# Escaped new kid



## purpletanya (Jan 22, 2012)

I JUST brought home new kid today & somehow she escaped into the LARGE pasture behind our home. I have NO idea how. Didn't even have a chance to bond with her. She had only been here 1 hour. I went inside to start dinner & was returning to check on her and she s GONE...I saw her for one fleeting minute. All the others are in their enclosures. 

Will she return???


----------



## goathiker (Apr 14, 2011)

I would let the others out where she is. Once she has joined the herd you can bring them in with grain or whatever. She should follow the older goats.


----------



## purpletanya (Jan 22, 2012)

*I think she is gone....*

She wasn't introduced to the herd yet.

She is 9 weeks old. My goats don't use that pasture...I am so sad...It is getting dark...I have NO idea what to do


----------



## ksalvagno (Oct 6, 2009)

So your only chance is to put some goats out there and hope the little one will follow them.
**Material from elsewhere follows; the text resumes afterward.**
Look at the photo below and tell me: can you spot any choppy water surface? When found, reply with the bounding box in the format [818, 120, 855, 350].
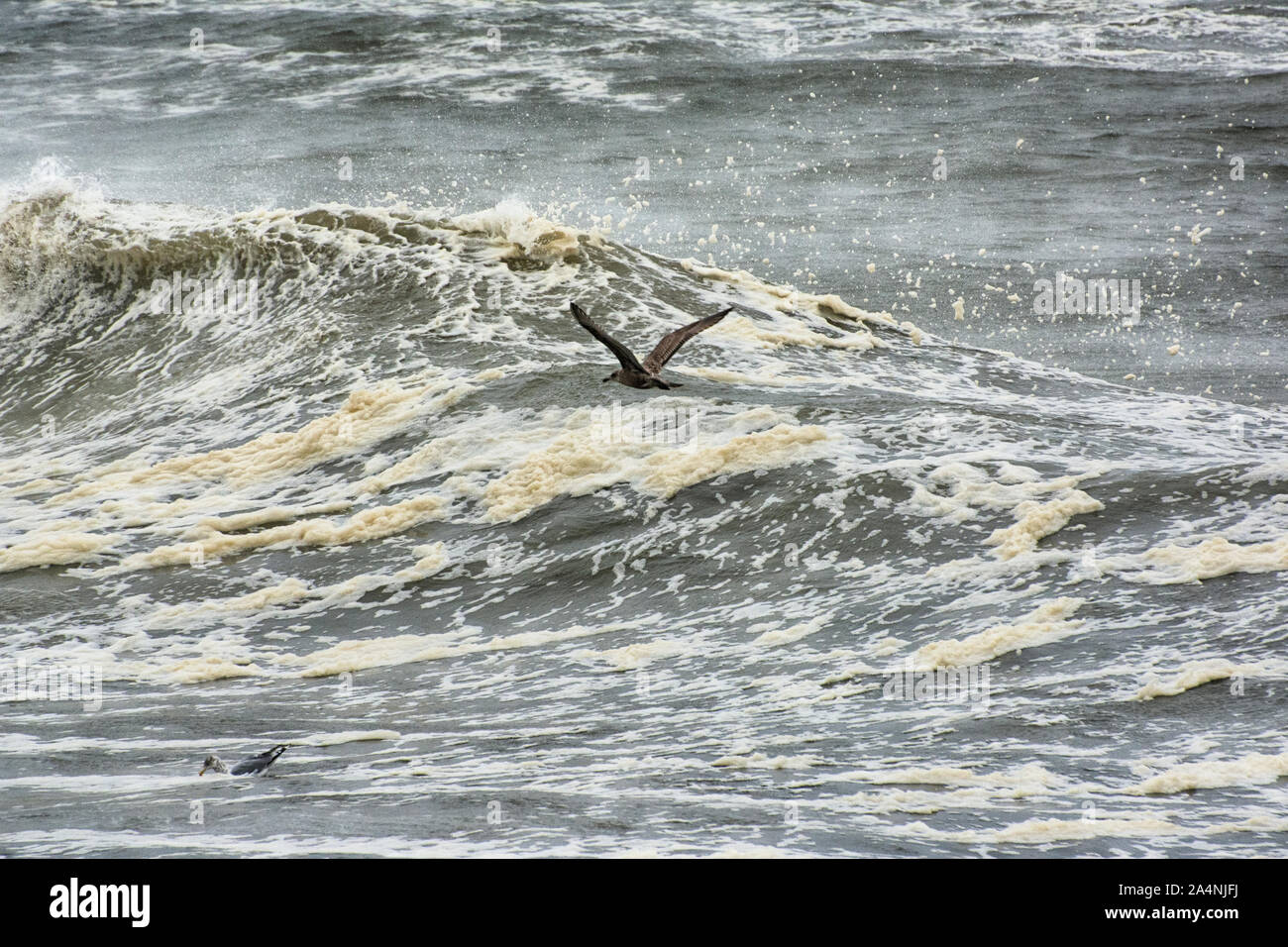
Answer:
[0, 3, 1288, 856]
Goats are herd animals so usually will follow.


----------



## loggyacreslivestock (Mar 5, 2013)

Definitely let at least a few goats out with you and go look. She won't come back on her own if she doesn't know where home is. If she hears your goats bleating, she will come to them.


----------



## toth boer goats (Jul 20, 2008)

I agree.


----------



## Sara+pumpkin (Jul 21, 2015)

let us know what happens.


----------



## purpletanya (Jan 22, 2012)

*No sign of her*

It is now very dark...I guess we will try again in the morning. I hear nothing, grass is TALL in the pasture out back.

I am sooooo sad. I have raised goats for 6 years...this is the first time I have lost a goat.


----------



## deerbunnyfarm (Dec 14, 2015)

Do you have an lgd? You could put a few older goats out there with the lgd for the night...


----------



## purpletanya (Jan 22, 2012)

*No lsd*

We have llamas for guard...I am hoping my weaned kids who are crying for mommas will draw her in over night.
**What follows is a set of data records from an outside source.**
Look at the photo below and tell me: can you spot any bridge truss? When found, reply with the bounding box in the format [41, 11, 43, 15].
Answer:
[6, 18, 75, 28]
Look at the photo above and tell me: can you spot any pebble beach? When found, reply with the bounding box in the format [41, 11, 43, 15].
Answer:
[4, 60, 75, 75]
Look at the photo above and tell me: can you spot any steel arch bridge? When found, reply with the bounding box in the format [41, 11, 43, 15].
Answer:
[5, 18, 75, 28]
I am worried about the coyotes though...


----------



## Sara+pumpkin (Jul 21, 2015)

get a flashlight and look!


----------



## NyGoatMom (Jan 26, 2013)

Is there any way for you to get out there with a flashlight and some family/friends and look? At 9 weeks old, she is very vulnerable....


----------



## purpletanya (Jan 22, 2012)

*Search & Searched*

We searched & search...took goats on leads to try to call her.

We searched for 3 hours...no sign. It is a HUGE pasture....There was 6 of us looking in all directions.


----------



## NyGoatMom (Jan 26, 2013)

Oh dear  I hope she returns or is caught by someone else....


----------



## Sara+pumpkin (Jul 21, 2015)

I'm so sorry. that's horrible. make sure to let all of your neighbors know.


----------



## ThreeHavens (Oct 20, 2011)

Aw man, I'm so sorry. Hopefully she turns up soon!


----------



## margaret (Aug 30, 2013)

Oh no!
I'm so sorry!! I hope she's OK!


----------



## Bansil (Jul 23, 2015)

hope all is good, weird she would run off...isn't it?


----------



## deerbunnyfarm (Dec 14, 2015)

Probably had just been pulled from her mom and was searching for her, I'd imagine!


----------



## NyGoatMom (Jan 26, 2013)

Did you find her?


----------



## toth boer goats (Jul 20, 2008)

How sad, hope she is found.


----------



## loggyacreslivestock (Mar 5, 2013)

Any update, I've been worried about her.


----------



## top_goat (Sep 16, 2014)

I am so sorry! I'm sure you're just heartsick! I pray you and your other goats can find her tomorrow!


----------



## loggyacreslivestock (Mar 5, 2013)

Did you find her?


----------



## NyGoatMom (Jan 26, 2013)

I hope you found her ray:


----------



## purpletanya (Jan 22, 2012)

*She is/was found!!!*

We found her the next morning. my daughter & I went out first and found her. Came right back with husband and the rest of our family and a goat. She followed the goat all the way back to our home!!!!!

Thank you, thank you!!!!


----------



## NyGoatMom (Jan 26, 2013)

Yay!! :stars: :stars:


----------



## Sara+pumpkin (Jul 21, 2015)

YAY!! so happy!


----------



## sassykat6181 (Nov 28, 2012)

Wow! So glad you found her


----------



## loggyacreslivestock (Mar 5, 2013)

Great news!


----------



## top_goat (Sep 16, 2014)

Praise G*d! So happy for you!!!


----------



## Bansil (Jul 23, 2015)

Party Time...Excellent :stars::stars::stars:


----------



## jaimn (May 16, 2015)

Bansil said:


> Party Time...Excellent :stars::stars::stars:


whoo-whoo-whoo-whoo!


----------



## toth boer goats (Jul 20, 2008)

Super to here.


----------



## wndngrvr (Dec 10, 2011)

So glad she came home. What a worry. I love my little ones so much, would be sick to have one lost. I am counting all the time when we leave the pen for our walk as I am so afraid one will get side tracked.


----------